Я с любопытством вглядывался в массу открывшихся предо мною зданий. Веря толкам наших странников о бедности монастырей афонских, я думал увидеть какие-нибудь жалкие развалины, но увидел нечто другое. То был целый город, или лучше, приморская крепость с зубчатыми стенами и башнями, с целой группой церквей и разных пристроек. Местность роскошная. Море хлещет в самые стены обители. Тут же, у небольшой пристани, качается судно, а на судне чёрный Флаг с белым крестом: Флаг афонского флота.
У ворот монастырских стоит привратник, в рыжем подряснике, кацавейке дырявой и рыжей, валенной камилавке, и внимательно вяжет чулок. Молча и угрюмо оглядел он нас, когда мы въезжали в ворота. На дворе опять ни души, будто вымерло все; только на ступени церковной сидит кот, – сухой, поджарый, афонский кот… Он тоже молча и угрюмо оглядел нас.
– Где же братия? спросили мы привратника.
– Спят, отвечал он: – сегодня бдение будет.
Он лениво ударил в колокол. Немного спустя из верхнего коридора выглянул монах и, заметив нас, проворно спустился на двор. То был «архондаричный», который обязан встречать поклонников и знакомить их с местной святыней. Он отпер церковь и пригласил нас войти, потом, с тем же проворством поставил среди церкви скамью и начал раскладывать на неё серебряные ящики с мощами. Тут же, между ящиками, поставил он серебряную тарелочку, но без мощей. Приложились мы к мощам, выложили на тарелочку наше золото и удалились. Монах следовал за нами весьма довольный.

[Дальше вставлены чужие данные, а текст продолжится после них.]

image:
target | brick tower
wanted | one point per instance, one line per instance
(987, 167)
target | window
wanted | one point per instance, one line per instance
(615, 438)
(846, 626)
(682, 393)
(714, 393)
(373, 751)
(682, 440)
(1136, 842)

– Пожалуйте к игумену! сказал он.
– А он не спит?
– Нет, уж проснулся. Сейчас будет вечерня.
Мы пошли за монахом, и он привел нас в келью игумена. Старик игумен, довольно полный, с маслянистым, сытным лицом принял нас очень приветливо и угостил водкой и кофеем. Узнав, что мы русские, он принялся расхваливать щедрость русскую; рассказал нам, с каким почетом принимали его в Москве, когда он ездил за сбором подаяний, и радовался, что на Руси сильна ещё вера православная. Мы, конечно, слушали и умилялись. Наши речи прервали два монаха в мантиях и схимах. Они вошли в келью и, не говоря ни слова, повалились в ноги игумену. Тот небрежно протянул им руку, монаха поцеловали ее, потом поклонились ещё раз до земли и вышли.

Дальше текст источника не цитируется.